Invoeringswet Wet inkomstenbelasting 2001
Artikel IA Evaluatie
Geldend
Geldend vanaf 01-01-2001
- Redactionele toelichting
De inwerkingtreding van deze wijziging is gelijkgesteld met de inwerkingtreding van de wet (11-05-2000, Stb. 216). Inwerkingtreding voorheen: 30-12-2000.
- Bronpublicatie:
14-12-2000, Stb. 2000, 570 (uitgifte: 01-01-2000, kamerstukken: 27466)
11-05-2000, Stb. 2000, 216 (uitgifte: 01-01-2000, kamerstukken: 26728)
- Inwerkingtreding
01-01-2001
- Bronpublicatie inwerkingtreding:
14-12-2000, Stb. 2000, 570 (uitgifte: 01-01-2000, kamerstukken: 27466)

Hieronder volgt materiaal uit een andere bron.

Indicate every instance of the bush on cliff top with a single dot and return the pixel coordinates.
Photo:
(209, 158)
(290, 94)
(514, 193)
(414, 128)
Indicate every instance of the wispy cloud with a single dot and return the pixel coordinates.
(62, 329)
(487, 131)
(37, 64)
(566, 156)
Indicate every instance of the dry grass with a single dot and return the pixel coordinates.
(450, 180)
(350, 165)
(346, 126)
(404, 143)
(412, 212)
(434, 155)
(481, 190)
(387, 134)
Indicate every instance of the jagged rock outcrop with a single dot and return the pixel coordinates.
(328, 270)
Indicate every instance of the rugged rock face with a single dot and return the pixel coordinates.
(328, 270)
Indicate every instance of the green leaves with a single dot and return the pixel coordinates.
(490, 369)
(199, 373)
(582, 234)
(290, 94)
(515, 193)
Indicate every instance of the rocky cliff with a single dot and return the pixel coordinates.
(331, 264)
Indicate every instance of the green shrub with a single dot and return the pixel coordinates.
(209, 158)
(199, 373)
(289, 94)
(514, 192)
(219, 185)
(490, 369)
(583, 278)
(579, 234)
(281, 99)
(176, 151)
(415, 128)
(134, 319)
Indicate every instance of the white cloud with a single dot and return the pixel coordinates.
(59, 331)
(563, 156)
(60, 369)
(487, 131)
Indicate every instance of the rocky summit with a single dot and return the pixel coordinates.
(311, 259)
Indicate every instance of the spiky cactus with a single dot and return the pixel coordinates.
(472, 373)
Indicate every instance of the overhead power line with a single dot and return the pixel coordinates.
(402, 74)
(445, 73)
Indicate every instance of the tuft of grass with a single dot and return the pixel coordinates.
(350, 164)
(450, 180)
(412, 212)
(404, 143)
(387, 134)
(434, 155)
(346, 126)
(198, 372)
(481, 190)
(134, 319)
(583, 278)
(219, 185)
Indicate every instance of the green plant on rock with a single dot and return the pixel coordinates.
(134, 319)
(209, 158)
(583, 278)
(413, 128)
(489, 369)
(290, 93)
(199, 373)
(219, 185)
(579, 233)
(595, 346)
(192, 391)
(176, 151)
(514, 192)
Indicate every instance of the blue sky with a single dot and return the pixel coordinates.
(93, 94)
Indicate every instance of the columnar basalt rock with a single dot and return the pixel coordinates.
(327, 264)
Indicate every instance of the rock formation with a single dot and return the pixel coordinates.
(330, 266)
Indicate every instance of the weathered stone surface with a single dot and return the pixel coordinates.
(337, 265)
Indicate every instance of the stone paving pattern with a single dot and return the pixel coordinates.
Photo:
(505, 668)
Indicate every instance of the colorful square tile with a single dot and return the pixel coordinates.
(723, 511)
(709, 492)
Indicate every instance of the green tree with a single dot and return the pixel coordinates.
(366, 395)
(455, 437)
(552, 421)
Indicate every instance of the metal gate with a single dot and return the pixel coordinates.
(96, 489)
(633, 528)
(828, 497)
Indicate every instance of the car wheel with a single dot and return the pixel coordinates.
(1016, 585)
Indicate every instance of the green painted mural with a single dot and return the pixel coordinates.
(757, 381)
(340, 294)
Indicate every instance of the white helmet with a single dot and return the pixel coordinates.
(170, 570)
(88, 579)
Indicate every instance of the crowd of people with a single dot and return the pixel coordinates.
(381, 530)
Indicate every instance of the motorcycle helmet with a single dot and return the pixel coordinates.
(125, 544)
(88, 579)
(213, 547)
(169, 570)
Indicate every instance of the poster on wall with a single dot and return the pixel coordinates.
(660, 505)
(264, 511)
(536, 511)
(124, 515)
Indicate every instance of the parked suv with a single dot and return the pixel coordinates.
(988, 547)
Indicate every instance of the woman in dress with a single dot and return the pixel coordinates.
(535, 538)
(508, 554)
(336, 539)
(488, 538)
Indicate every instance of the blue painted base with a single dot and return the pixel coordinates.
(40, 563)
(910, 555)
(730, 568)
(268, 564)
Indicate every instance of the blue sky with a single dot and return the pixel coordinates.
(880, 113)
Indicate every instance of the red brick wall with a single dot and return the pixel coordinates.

11-05-2000, Stb. 2000, 216 (uitgifte: 01-01-2000, kamerstukken: 26728)
- Vakgebied(en)
Inkomstenbelasting (V)
1.
Onze Minister van Financiën zendt in het jaar 2005 aan de Staten-Generaal een verslag over de doeltreffendheid en de effecten van de Wet inkomstenbelasting 2001 in de praktijk. In dat verslag wordt afzonderlijk aandacht besteed aan de ontwikkeling van de heffingsgrondslag in het algemeen en die van het inkomen uit sparen en beleggen in het bijzonder.
2.
Onze Minister van Financiën zendt in het jaar 2003 aan de Staten-Generaal een verslag over de doeltreffendheid en de effecten van de artiesten- en beroepssportersregeling voor de heffing van de loonbelasting in de praktijk. In dat verslag wordt afzonderlijk aandacht besteed aan de werking van de kostenvergoedingsbeschikking in de praktijk.